All atomic distance and conformational fluctuation analyses were conducted using the cpptraj utility of AMBER⁸⁰. To quantify the binding conformation at the active site, we calculated the distance between key residues and the Ca²⁺. For Glu197, Glu200, Glu212, and Asp221, we calculated the distance between their carboxylate group (represented by the middle point of the two sidechain carboxylic oxygen atoms) and the Ca²⁺. For residues 197 to 221, we also calculated the distance between each Cα to Ca²⁺. We calculated the distance between the Cα atoms of Phe168 and Trp321 to evaluate the opening of the catalytic core. To investigate the conformational dynamics of PSS1, we calculated the root-mean-square fluctuation (RMSF) for each residue. We included the backbone heavy atoms in the calculation. Conformations of each monomer in each trajectory were first overlayed to generate an average structure. This average structure was then used in the corresponding trajectory to calculate the RMSF for each residue.

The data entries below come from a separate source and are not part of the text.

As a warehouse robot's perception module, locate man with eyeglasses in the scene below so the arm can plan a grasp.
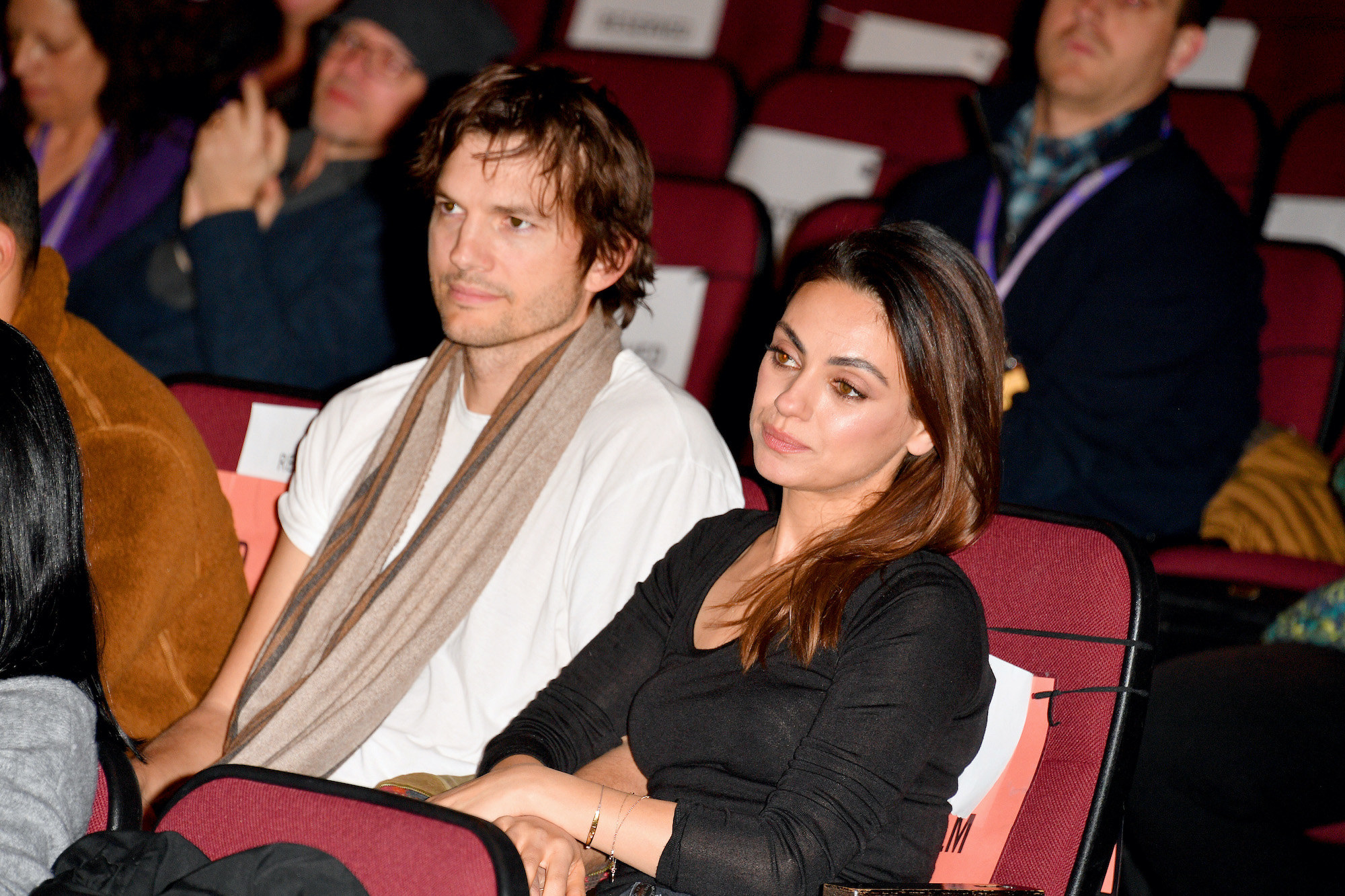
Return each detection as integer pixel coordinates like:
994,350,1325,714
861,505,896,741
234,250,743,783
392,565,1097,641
889,0,1264,538
70,0,512,390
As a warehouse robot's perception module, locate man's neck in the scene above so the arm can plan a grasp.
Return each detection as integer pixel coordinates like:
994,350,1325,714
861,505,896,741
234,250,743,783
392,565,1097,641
1032,85,1158,140
463,300,601,414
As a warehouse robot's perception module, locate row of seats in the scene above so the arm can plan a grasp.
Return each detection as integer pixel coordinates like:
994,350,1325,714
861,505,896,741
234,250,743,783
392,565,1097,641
495,0,1345,121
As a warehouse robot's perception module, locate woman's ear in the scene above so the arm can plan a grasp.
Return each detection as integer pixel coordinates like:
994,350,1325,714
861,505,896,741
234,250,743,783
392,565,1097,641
907,419,933,458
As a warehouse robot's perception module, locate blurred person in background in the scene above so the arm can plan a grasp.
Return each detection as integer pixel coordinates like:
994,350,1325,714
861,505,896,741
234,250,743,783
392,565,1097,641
0,128,249,737
70,0,512,390
0,317,130,896
888,0,1264,538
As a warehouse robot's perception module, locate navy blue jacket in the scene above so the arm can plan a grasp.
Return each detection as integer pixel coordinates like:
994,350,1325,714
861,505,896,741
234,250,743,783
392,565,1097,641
888,85,1266,538
67,186,394,390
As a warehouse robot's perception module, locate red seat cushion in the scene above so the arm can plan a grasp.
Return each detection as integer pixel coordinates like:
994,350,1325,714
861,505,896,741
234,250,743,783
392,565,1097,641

The binding free energy analyses were based on the MM-PBSA method enabled by the MMPBSA.py utility of AMBER⁸¹. We used a uniform membrane dielectric constant in a slab-like implicit membrane to model the membrane environment³⁵. The PSS1 dimer with Ca²⁺ ions in the active sites were treated as the receptor. Ligands except the ones of interest, if any, were treated as solvent together with the double-layer membrane, K⁺, Cl⁻, and water molecules. To reduce the computational cost, we evenly sampled 50 out of 2000 snapshots in each trajectory. Other specifics were included in an example input file at https://doi.org/10.5281/zenodo.11404258.

Reproducibility

All enzymatic activity, metabolic and imaging experiments were repeated at least two times on different days. Similar results were obtained.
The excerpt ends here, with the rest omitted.